Whereas, if you invest in PPF and assume that the interest rates will not change, then you will get a return of about 7.1 per cent.
It is expected that by investing in property, you will get an average return of 12 per cent in the long term.
In such a situation, by investing in different places, you will get an average return of 10 per cent.
Increase saving amount by 10% every year
Now let us assume that you invest 50 per cent of your total savings in mutual funds and 25-25 per cent in PPF and property.
The question here is how much money to invest?
To know how much money to invest, you need to know how much money you will need at retirement.
Let us assume that your salary will increase at an average rate of 10 per cent annually in the long run.
In such a situation, not only will your expenses increase every year, you will also have to increase your savings by 10 per cent.
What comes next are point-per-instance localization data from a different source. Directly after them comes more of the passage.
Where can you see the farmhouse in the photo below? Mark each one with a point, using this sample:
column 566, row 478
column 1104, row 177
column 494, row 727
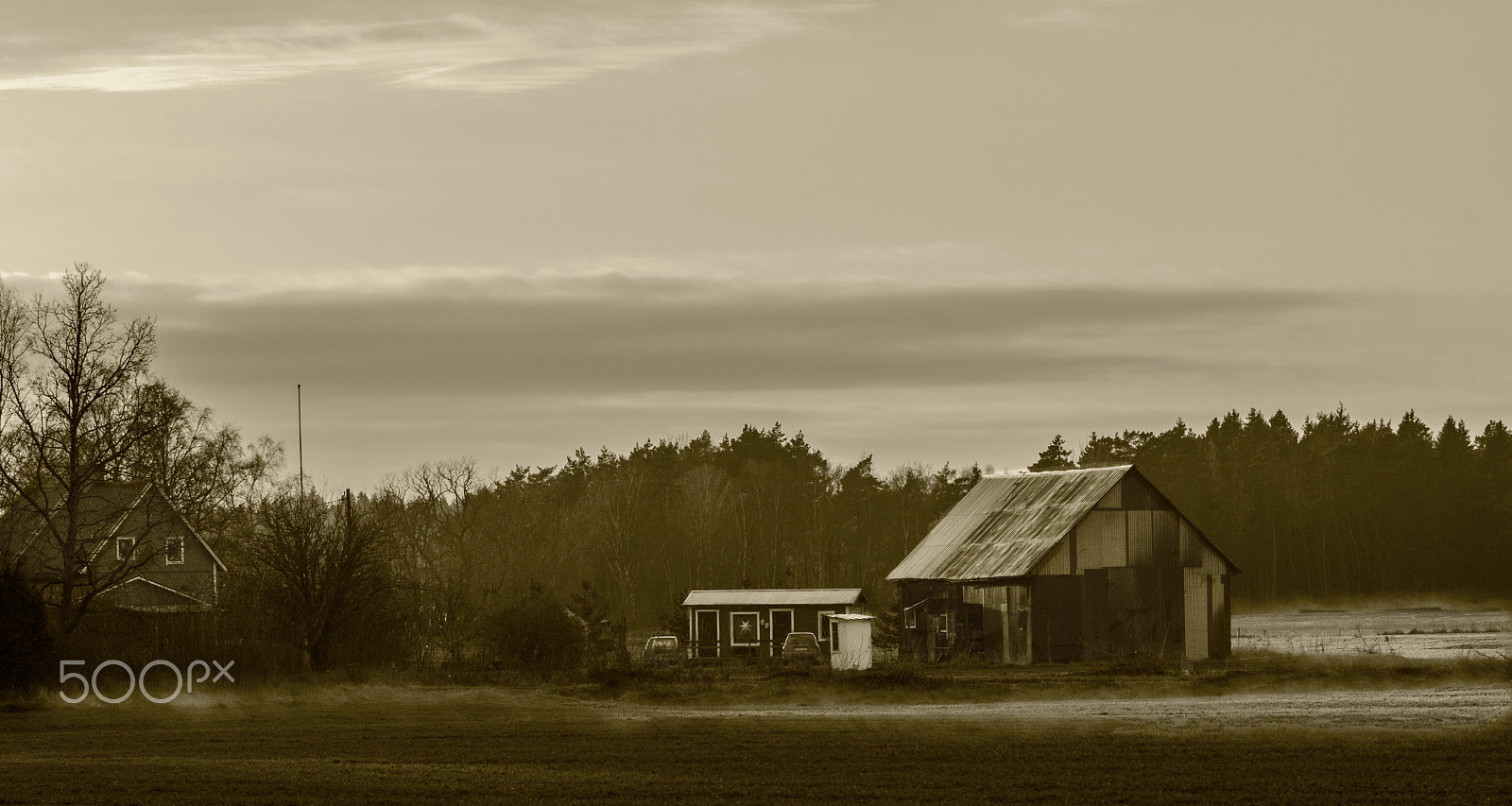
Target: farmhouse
column 1063, row 566
column 752, row 624
column 133, row 548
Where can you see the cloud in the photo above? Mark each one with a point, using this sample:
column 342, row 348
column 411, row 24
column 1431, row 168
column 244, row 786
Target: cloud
column 484, row 50
column 1068, row 12
column 490, row 333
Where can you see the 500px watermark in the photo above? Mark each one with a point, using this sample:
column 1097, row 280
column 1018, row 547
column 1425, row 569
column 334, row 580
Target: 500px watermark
column 133, row 677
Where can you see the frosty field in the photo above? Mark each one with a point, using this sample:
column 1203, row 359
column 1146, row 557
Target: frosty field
column 1408, row 632
column 1305, row 712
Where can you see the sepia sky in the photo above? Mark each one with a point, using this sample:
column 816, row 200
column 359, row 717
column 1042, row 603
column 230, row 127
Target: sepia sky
column 930, row 232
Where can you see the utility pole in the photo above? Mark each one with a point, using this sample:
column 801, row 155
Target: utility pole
column 299, row 400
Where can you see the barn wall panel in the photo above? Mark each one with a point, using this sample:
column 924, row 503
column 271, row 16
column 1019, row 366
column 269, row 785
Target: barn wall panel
column 1056, row 617
column 1192, row 546
column 1221, row 637
column 1172, row 609
column 1096, row 619
column 1196, row 604
column 1101, row 540
column 1057, row 563
column 1142, row 537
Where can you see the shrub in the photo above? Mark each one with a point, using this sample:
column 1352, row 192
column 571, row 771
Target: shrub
column 25, row 639
column 537, row 634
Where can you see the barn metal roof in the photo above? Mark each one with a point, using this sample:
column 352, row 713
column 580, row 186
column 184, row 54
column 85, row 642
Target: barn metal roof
column 1005, row 525
column 786, row 596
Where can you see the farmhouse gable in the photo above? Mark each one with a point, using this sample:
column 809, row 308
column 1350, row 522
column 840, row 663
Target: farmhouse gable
column 133, row 546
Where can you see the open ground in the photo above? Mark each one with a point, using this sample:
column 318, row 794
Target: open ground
column 1325, row 714
column 885, row 737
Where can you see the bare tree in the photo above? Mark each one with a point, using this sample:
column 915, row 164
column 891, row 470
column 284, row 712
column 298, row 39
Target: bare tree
column 322, row 567
column 445, row 551
column 76, row 400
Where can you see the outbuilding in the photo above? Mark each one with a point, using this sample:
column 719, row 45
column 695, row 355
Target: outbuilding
column 1063, row 566
column 753, row 624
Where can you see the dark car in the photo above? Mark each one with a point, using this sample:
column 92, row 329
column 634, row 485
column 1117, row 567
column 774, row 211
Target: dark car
column 662, row 650
column 800, row 647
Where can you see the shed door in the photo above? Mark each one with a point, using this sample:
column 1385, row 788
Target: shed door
column 781, row 626
column 707, row 632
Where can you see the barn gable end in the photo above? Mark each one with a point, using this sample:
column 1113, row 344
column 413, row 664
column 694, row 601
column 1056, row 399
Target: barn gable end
column 1065, row 566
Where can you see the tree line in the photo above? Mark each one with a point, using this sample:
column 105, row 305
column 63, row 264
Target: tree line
column 450, row 564
column 1338, row 508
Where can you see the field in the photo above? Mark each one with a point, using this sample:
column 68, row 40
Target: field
column 1408, row 632
column 1267, row 726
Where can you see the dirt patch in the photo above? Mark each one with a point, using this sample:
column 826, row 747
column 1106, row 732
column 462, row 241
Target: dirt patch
column 1434, row 708
column 1408, row 632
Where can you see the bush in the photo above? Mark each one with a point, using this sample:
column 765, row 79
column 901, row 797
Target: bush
column 25, row 639
column 537, row 634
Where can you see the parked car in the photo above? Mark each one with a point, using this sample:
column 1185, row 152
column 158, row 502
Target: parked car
column 800, row 647
column 662, row 650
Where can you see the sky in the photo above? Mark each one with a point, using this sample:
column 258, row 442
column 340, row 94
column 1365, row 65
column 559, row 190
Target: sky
column 922, row 232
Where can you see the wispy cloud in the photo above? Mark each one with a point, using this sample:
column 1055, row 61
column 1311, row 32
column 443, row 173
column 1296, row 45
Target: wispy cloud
column 616, row 333
column 1066, row 12
column 506, row 50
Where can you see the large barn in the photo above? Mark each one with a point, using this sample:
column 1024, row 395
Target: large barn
column 1065, row 566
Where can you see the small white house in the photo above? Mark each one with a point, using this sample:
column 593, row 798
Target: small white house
column 851, row 640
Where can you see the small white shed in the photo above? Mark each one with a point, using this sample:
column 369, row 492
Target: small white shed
column 851, row 640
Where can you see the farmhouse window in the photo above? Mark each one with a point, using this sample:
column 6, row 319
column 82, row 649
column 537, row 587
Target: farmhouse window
column 745, row 627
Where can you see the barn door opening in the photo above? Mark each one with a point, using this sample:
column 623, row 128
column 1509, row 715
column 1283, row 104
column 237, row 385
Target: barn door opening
column 781, row 626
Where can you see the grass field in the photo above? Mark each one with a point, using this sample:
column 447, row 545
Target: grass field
column 1260, row 738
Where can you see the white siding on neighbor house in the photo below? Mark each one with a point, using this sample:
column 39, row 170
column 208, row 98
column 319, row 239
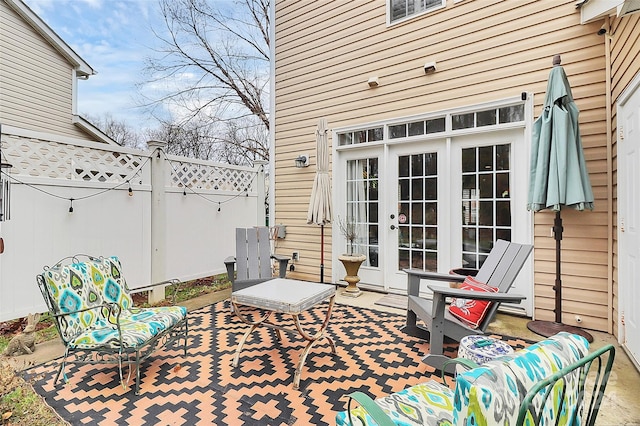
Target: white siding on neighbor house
column 625, row 65
column 485, row 50
column 36, row 81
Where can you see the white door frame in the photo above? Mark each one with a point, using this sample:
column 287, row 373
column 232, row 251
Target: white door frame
column 627, row 299
column 381, row 149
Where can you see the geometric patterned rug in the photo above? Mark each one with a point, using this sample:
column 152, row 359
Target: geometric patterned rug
column 373, row 355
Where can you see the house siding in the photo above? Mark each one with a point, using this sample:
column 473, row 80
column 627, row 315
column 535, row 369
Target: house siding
column 625, row 65
column 36, row 81
column 485, row 50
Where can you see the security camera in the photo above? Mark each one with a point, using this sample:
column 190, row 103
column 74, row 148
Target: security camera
column 603, row 30
column 429, row 67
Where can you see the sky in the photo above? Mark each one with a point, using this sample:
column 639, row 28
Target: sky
column 114, row 37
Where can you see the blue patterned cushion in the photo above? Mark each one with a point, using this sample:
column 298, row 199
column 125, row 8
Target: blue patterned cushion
column 492, row 393
column 137, row 325
column 429, row 403
column 93, row 283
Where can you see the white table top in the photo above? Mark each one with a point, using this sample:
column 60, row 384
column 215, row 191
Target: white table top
column 284, row 295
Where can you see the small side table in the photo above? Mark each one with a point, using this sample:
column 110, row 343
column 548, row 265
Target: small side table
column 481, row 349
column 286, row 296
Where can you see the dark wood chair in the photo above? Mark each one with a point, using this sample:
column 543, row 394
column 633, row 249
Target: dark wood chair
column 500, row 270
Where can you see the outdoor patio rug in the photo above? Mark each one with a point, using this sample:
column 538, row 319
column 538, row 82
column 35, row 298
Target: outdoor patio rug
column 393, row 301
column 373, row 355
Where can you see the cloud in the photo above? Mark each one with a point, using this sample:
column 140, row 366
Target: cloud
column 114, row 37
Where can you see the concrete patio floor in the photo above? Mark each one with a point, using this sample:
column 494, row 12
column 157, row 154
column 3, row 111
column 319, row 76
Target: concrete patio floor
column 620, row 406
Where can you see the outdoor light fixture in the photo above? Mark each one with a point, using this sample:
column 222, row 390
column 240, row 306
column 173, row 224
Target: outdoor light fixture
column 430, row 67
column 302, row 161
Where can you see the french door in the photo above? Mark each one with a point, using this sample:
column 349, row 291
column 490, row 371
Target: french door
column 434, row 204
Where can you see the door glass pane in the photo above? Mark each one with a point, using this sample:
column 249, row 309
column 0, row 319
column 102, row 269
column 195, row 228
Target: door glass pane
column 485, row 201
column 418, row 211
column 416, row 128
column 362, row 207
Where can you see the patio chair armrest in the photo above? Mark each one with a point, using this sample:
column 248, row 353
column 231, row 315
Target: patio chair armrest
column 415, row 275
column 466, row 363
column 436, row 276
column 477, row 295
column 230, row 263
column 369, row 405
column 170, row 282
column 283, row 261
column 64, row 314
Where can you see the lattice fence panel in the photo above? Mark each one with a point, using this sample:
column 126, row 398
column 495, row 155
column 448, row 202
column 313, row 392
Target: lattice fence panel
column 55, row 160
column 211, row 177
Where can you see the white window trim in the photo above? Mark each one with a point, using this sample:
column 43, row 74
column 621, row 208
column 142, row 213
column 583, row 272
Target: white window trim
column 448, row 132
column 415, row 15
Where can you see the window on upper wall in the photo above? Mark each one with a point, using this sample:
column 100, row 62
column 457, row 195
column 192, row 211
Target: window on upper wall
column 401, row 9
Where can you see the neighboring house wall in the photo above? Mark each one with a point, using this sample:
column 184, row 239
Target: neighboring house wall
column 485, row 50
column 36, row 81
column 624, row 38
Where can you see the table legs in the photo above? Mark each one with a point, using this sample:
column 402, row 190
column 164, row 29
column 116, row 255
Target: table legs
column 310, row 338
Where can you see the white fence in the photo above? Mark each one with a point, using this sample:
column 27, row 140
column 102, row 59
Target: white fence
column 177, row 221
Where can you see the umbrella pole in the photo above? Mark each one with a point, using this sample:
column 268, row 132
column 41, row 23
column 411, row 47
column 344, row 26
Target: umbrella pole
column 549, row 328
column 557, row 234
column 322, row 253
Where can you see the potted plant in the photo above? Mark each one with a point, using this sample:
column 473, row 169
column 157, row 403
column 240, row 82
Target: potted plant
column 351, row 260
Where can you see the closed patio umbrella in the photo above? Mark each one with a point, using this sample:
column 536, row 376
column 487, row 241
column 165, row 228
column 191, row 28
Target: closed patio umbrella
column 320, row 203
column 559, row 176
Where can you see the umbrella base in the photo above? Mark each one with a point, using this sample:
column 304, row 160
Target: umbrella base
column 549, row 328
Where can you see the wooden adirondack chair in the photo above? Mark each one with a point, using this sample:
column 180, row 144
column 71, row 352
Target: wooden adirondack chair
column 499, row 270
column 253, row 259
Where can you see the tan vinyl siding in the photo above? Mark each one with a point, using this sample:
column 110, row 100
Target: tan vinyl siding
column 485, row 50
column 625, row 65
column 36, row 82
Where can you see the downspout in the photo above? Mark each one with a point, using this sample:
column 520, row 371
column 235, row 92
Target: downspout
column 610, row 227
column 272, row 113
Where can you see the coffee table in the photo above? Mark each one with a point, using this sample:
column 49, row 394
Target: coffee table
column 286, row 296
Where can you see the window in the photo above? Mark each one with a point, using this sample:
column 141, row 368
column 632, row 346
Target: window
column 400, row 9
column 361, row 136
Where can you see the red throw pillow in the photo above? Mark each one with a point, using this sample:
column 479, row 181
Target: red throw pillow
column 471, row 311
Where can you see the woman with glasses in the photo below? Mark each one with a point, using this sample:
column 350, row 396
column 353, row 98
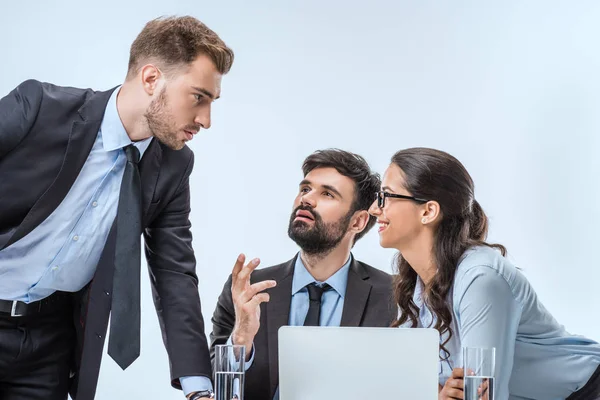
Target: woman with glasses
column 449, row 278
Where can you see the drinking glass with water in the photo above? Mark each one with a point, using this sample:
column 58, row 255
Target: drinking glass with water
column 229, row 372
column 479, row 367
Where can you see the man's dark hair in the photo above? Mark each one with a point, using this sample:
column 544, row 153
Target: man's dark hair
column 355, row 167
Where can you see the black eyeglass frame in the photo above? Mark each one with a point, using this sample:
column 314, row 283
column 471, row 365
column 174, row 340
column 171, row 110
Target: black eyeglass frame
column 381, row 195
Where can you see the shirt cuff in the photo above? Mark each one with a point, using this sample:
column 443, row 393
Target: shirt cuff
column 191, row 384
column 248, row 363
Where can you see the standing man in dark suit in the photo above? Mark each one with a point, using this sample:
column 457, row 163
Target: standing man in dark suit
column 83, row 175
column 322, row 285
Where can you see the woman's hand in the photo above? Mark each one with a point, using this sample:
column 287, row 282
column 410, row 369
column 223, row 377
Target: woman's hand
column 453, row 389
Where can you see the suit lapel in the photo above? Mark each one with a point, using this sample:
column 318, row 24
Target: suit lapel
column 357, row 294
column 149, row 170
column 278, row 315
column 81, row 139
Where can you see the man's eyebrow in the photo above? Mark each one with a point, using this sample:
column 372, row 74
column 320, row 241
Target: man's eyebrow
column 205, row 92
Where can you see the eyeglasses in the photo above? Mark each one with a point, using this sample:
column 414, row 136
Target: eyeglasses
column 381, row 195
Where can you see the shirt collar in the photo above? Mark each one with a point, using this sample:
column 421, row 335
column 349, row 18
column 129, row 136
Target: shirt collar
column 114, row 135
column 337, row 281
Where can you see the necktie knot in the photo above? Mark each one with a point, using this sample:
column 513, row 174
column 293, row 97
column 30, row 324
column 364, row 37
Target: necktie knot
column 132, row 153
column 316, row 292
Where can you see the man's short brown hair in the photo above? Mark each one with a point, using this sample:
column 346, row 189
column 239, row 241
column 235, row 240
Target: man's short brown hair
column 176, row 41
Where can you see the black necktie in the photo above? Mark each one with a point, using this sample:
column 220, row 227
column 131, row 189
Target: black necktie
column 124, row 339
column 315, row 293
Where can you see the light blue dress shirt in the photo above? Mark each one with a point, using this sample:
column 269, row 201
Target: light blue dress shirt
column 63, row 251
column 493, row 305
column 332, row 302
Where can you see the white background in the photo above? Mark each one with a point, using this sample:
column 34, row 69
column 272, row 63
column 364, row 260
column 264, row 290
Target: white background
column 511, row 88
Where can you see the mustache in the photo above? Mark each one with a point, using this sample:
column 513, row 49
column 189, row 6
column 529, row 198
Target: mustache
column 309, row 209
column 194, row 128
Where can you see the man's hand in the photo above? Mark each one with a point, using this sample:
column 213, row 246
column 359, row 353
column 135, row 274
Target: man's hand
column 246, row 301
column 453, row 389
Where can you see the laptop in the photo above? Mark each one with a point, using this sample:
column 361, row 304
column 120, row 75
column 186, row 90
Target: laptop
column 348, row 363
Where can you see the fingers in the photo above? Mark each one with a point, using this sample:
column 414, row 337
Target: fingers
column 458, row 373
column 246, row 295
column 240, row 276
column 455, row 394
column 258, row 299
column 239, row 263
column 456, row 383
column 248, row 269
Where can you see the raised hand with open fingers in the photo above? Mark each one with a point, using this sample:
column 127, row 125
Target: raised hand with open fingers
column 247, row 299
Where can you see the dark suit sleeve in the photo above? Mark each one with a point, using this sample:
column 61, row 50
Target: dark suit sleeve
column 223, row 319
column 18, row 112
column 172, row 267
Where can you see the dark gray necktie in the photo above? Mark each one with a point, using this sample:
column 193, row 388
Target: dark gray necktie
column 315, row 293
column 124, row 339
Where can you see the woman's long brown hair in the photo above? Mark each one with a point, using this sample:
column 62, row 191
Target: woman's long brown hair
column 436, row 175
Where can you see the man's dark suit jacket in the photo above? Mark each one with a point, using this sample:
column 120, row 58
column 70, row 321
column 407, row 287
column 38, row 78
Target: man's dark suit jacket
column 46, row 135
column 368, row 302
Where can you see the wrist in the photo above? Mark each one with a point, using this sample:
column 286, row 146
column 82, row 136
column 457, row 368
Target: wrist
column 242, row 339
column 201, row 395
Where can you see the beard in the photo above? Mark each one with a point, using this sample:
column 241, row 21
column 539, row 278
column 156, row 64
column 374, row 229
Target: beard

How to retire at the age of 50
If you want to retire at the age of 50 and your current expenses are Rs 25,000, you will need around Rs 80,000 at the time of retirement to meet inflation.
For that, you will have to make a corpus of around Rs 2 crore.
To achieve that goal, you will have to invest about Rs 6,000 every month and increase it by 10 per cent every year.
In this way, you will accumulate a corpus of around Rs 2 crore at the age of 50.
One thing to keep in mind here is that if you are retiring soon, you will have to think about 50-60 i.e. additional 10 years.
In such a situation, if you are planning retirement at 50 years of age, you will have to keep the next 10 years also in mind.
With an increase of 10 per cent every year, your monthly savings at the age of 50 will be around Rs 65,000.
If we assume that you need to invest the amount for that 10 years with 10% growth, then it comes to around Rs 2 crore.
That means, by the age of 50, you have to make such investments that a total corpus of Rs 4-5 crore is created.
In this way, you will have to start investing with around Rs 15,000, increasing it by 10 per cent every year, and at the age of 50, you will have accumulated a corpus of Rs 5 crore.
If you have invested for 60 years, you will need around Rs 1 lakh every month at that time.
(Disclaimer: SIP investments are subject to market risks. Do your own research or consult your advisor before investing.)